Here is a primer on how AI/ML algorithms can be used to monitor corporate correspondence for increasingly sophisticated (spear)phishing scams

Urgent messages to “click here” or “log in to view a statement” often pressure potential victims to inadvertently install malware or key-in their private information into a fake page.

As phishing schemes burgeon and evolve in sophistication, cybersecurity defenders are boosting vigilance with AL and ML algorithms to intercept attacks and manage cyber risks.

Zac Amos

Features Editor
zac@rehack.com

AI and ML algorithms can now be used to understand the methods and structural layouts of human correspondence to alert users and IT teams of potential danger or abnormalities.

By using cybersecurity solutions powered by predictive machine learning, any organization can strengthen its defense against malicious phishing attacks, spam and malware.

The four aspects of AI detection

By searching in four aspects of emails, AI systems can detect potential attacks and notify IT for attention. The four are structural anomalies; context and history; tone of voice; and organizational patterns.

Structural anomalies
AI detection engines seek to understand suspicious behavior at the base level. There is more to a phishing scheme than urgent subject messages and unusual phrasing. Instead, AI analyzes everything from the sender, recipient, subject line, data and attachments, location and time.

AI can even identify email spoofing, wherein malicious parties forge a familiar identity. Workers probably inherently trust a message appearing to originate from someone they are with, so they are more likely to reply and divulge sensitive information. However, the machine learning component of an AI detection system would identify these anomalies and report the danger before the employee could even react.

Next, the headers of legitimate emails contain unique tracking data or information about the sender. Phishing schemes often lack these headers and non-Gmail messages may utilize them — this structural misalignment would be a huge red flag for machine learning.

Finally, every message contains IP addresses that link them to their place and time in the world. A message with a United States IP address pings as suspicious when the user has usually logged in from Japan. Although hackers can forge IP chains, AI is still one step ahead. Noting the number of hops to arrive at the recipient can yield a clue — the usual email hops one or two times, but forged IPs would require triple that amount.
Context and history
Beyond analyzing the email structure, language and context are vital to the AI system’s decisions. Has someone from the sales department never directly messaged the accounting intern before? This may be a yellow flag for the algorithm. It marks other common phrasings and requests in phishing schemes such as:
- Requests for sensitive information like card numbers, passwords and company information
- A disconnect between the subject line and the content. These messages may be auto-generated, therefore coming across as strange or confusing
- Misspellings, odd phrasings and grammatical errors — possible signs of auto-generated content
- Call for urgency — hackers use this tactic to scare the user into downloading or entering information without thinking clearly
AI recognizes these common signs and works to differentiate between regular communications and schemes.
Tone of voice
Over time, machine learning will have detected a user’s unique tone and style to get a clear picture of ‘normal’ behavior. Is there a particular phrasing or sign-off that a worker uses often? What about the use of emojis or punctuation? Some people’s messages are rife with smiley faces and exclamation points, so a serious or sparse email would be cause for concern.

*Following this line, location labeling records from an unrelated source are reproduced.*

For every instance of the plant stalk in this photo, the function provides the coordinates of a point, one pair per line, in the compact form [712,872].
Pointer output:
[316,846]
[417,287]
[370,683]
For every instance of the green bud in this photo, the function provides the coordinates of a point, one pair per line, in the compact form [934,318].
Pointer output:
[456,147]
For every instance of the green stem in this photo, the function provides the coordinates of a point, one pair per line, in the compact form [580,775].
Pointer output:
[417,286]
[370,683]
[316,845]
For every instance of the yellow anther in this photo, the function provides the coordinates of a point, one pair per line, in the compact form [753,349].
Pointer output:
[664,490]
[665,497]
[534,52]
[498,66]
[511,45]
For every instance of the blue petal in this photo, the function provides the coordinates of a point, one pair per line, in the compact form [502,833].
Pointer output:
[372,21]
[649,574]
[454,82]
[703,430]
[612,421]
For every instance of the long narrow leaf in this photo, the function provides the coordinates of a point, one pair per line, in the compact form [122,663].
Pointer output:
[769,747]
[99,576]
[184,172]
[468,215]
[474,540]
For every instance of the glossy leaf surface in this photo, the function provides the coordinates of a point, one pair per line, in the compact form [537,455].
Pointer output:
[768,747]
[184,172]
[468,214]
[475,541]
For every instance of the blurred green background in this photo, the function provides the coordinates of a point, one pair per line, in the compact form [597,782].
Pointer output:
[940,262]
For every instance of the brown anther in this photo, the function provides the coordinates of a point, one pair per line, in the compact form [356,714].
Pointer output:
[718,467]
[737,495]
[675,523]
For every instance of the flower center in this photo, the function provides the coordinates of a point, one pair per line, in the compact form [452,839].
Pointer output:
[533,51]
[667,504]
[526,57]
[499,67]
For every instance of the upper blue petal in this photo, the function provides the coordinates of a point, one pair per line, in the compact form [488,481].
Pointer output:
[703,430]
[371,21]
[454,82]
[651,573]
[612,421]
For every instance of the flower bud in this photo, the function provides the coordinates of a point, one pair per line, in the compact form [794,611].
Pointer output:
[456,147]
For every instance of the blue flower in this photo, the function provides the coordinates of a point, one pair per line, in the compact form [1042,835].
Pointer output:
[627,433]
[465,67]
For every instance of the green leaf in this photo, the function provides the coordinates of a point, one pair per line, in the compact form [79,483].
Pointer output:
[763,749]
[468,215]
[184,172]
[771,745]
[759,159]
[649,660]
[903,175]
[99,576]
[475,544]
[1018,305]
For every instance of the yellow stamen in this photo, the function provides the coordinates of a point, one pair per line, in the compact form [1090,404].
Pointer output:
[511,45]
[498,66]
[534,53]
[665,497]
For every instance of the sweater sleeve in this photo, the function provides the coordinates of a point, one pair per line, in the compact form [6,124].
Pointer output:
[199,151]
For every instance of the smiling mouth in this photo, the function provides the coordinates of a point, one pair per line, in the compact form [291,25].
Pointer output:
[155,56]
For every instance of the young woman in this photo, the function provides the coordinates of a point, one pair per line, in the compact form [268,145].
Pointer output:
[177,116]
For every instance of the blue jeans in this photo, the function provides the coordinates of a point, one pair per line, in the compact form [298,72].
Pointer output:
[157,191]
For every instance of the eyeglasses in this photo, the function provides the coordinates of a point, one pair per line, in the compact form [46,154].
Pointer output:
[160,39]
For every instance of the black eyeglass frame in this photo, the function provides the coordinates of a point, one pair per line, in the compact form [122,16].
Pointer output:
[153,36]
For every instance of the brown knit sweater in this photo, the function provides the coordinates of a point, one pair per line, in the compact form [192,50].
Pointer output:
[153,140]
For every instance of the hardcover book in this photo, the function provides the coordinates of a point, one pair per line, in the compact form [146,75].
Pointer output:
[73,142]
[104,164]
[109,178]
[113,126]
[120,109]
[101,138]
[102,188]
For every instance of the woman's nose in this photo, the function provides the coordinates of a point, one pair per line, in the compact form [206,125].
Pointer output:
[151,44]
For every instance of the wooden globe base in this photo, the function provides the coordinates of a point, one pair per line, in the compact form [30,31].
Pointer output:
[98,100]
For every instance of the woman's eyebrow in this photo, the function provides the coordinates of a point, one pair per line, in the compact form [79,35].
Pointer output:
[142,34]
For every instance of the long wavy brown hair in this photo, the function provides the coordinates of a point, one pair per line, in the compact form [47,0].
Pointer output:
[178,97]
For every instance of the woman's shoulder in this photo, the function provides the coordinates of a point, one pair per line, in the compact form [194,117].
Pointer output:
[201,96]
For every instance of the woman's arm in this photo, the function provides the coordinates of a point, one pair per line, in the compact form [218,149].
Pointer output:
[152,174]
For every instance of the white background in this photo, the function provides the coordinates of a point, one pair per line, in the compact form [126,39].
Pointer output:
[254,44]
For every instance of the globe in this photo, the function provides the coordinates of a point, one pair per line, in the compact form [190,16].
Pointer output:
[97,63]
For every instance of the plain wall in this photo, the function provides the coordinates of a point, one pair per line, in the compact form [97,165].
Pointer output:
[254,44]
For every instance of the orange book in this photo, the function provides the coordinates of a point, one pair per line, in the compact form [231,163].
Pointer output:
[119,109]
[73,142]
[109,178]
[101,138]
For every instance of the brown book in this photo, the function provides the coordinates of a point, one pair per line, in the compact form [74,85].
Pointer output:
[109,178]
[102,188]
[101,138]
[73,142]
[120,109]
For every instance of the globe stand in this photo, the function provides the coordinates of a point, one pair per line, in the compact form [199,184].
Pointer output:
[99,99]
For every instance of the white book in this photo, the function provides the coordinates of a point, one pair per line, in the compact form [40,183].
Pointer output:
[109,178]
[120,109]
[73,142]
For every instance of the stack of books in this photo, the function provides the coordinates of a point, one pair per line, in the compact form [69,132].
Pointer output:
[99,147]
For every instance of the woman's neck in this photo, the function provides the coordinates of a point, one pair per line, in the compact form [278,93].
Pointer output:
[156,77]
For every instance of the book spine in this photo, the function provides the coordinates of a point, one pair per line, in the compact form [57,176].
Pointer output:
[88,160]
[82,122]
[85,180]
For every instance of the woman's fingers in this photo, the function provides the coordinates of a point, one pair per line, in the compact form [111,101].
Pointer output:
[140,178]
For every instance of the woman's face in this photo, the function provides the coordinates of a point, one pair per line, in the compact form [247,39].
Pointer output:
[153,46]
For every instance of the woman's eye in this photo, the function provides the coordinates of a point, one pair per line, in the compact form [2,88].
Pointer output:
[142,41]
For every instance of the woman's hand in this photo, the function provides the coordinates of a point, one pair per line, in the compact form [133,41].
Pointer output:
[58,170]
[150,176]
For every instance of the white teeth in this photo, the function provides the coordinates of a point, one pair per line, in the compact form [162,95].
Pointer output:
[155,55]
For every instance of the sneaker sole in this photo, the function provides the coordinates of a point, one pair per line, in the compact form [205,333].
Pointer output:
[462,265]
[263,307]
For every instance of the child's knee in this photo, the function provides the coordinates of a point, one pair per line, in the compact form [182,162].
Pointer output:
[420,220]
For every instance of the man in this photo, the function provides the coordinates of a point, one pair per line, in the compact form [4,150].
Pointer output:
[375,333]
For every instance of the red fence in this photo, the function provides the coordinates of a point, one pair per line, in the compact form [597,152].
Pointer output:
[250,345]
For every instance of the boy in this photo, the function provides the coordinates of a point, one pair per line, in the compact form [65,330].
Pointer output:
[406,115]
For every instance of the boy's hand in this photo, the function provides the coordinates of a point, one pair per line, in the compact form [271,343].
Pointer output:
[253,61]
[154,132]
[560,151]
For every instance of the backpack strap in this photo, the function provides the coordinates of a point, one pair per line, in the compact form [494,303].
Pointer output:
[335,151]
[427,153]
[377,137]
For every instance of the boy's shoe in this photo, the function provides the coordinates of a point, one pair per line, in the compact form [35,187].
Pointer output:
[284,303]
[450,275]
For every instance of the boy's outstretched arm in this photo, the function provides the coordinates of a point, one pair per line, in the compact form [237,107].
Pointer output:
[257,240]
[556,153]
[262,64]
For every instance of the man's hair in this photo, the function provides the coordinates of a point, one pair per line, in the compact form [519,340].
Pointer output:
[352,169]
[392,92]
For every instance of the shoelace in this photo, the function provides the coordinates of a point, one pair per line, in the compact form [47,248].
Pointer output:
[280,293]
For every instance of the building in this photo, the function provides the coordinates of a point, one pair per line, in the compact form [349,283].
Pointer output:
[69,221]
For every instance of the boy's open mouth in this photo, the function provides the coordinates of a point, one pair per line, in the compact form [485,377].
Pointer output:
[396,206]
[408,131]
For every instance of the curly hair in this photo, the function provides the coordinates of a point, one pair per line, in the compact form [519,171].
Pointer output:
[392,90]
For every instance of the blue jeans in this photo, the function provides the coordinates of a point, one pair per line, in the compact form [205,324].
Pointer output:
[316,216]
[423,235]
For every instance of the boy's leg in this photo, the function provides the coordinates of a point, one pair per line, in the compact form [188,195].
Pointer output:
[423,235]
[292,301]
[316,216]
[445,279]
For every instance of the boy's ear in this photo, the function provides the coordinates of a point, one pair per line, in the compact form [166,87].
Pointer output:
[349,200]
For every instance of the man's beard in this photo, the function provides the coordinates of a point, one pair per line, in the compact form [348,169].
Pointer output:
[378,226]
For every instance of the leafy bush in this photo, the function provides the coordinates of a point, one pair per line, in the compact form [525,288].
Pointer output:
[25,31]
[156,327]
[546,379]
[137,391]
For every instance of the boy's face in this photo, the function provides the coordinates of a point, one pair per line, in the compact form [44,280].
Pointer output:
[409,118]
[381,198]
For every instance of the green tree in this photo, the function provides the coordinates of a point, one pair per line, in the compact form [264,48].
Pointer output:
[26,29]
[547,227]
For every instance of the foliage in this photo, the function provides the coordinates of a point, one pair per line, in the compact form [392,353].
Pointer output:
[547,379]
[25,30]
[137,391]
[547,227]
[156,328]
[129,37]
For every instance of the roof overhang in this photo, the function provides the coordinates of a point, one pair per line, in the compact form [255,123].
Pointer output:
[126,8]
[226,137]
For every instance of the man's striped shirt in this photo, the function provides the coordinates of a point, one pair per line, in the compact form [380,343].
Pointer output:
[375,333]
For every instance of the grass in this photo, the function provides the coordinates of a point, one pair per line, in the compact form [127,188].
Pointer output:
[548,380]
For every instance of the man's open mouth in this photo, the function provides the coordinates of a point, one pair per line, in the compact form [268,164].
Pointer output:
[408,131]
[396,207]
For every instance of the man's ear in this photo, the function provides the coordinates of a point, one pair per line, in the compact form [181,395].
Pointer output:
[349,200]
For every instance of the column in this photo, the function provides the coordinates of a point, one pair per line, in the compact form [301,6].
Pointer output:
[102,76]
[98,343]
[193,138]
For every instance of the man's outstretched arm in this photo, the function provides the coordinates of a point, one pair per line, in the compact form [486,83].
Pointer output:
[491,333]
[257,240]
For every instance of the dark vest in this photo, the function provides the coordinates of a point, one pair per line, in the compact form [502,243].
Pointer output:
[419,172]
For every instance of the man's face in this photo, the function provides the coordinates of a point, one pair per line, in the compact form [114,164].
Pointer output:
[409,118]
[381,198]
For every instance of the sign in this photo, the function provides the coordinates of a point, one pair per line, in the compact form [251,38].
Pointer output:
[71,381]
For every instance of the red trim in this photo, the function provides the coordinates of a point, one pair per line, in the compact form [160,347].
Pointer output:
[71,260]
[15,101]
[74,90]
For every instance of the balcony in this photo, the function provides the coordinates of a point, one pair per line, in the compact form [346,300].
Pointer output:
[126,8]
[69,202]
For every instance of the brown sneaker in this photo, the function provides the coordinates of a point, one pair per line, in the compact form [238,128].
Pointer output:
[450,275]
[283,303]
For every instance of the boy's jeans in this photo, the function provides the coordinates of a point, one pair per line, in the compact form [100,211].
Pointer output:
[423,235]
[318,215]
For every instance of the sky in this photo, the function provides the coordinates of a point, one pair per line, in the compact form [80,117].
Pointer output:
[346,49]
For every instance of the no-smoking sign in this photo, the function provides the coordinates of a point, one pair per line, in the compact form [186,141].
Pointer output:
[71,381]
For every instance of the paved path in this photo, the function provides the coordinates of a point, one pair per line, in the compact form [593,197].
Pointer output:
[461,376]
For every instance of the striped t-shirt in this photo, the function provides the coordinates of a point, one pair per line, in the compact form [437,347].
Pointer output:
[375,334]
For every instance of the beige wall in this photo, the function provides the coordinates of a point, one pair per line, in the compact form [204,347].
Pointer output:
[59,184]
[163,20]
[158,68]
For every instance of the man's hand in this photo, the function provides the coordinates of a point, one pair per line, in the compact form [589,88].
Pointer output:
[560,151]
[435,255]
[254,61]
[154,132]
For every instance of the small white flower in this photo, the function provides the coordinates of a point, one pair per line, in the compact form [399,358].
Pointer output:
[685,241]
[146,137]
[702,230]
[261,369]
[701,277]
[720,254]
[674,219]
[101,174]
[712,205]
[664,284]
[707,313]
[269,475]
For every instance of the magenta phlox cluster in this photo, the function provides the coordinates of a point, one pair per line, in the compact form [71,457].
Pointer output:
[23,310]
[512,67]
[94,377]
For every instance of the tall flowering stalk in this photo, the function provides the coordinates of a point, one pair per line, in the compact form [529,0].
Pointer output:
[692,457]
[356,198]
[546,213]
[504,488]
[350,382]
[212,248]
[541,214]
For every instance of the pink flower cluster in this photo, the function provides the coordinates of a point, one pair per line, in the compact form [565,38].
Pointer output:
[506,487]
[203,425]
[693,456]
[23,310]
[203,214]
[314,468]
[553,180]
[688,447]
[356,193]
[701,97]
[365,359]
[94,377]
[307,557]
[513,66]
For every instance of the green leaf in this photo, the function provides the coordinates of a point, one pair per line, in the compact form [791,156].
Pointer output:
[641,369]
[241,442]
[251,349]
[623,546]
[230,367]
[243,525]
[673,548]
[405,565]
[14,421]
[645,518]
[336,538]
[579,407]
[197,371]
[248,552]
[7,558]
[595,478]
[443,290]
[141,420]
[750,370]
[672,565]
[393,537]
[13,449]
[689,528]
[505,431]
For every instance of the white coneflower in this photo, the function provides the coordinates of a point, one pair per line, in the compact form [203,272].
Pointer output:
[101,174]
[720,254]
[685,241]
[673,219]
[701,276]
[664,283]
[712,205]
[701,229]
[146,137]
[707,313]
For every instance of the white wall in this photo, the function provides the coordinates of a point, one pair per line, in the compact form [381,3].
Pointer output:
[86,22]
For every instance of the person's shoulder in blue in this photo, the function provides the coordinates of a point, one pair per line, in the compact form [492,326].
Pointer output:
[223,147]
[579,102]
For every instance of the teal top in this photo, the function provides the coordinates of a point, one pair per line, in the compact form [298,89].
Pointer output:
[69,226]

Natural language processing trains AI to understand human communication down to the structural level. Every person has a unique way of texting or speaking, so AI focuses on these patterns and stylings to understand what may be a message that is outside of typical behavior.
Organization patterns
Machine learning algorithms analyze behavior patterns from the entire organization to detect spear phishing. Instead of sending generic spam emails to thousands of people, attackers can spear-phishing — target only high-level individuals with access to critical data.

Detecting targeted and stylized attacks requires the algorithm to “learn” how people in the organization communicate: in terms of frequency, hierarchy, user profile, functional roles and identity.

To reduce false positives and alarms, the algorithm has to take into account the common occurrence of workers and outsiders communicating for the first time in emails. The more the AI understands the company’s infrastructure, the more it can recognize what is unusual.

Implementing phishing-detection AI

All organizations should include AI detection algorithms on every device, offline or on. From the CEO down to the office interns, anyone can fall victim to an attack, so cover every potential gap with the smart detection software.

IT teams must also monitor the data and findings of the algorithms. What patterns is it recognizing, and what does it need to learn? Is there a development in phishing tactics IT teams can teach?

The amount of necessary computational power needed to host such AI is also rapidly growing to include everything from specialized machine learning equipment to the natural language processing used to discern unique voice patterns in communications. This means organizations without the in-house resources may need to outsource or turn to cloud solutions to manage the growing volume of daily attacks.

Finally, implementing AI detection software does not mean employees should be unaware of phishing tactics. Organizations need to equip teams with phishing awareness and methods of response. For example, IT teams can show staff members examples of phishing emails caught by the AI. Seeing the direct threat gives them more immediate context.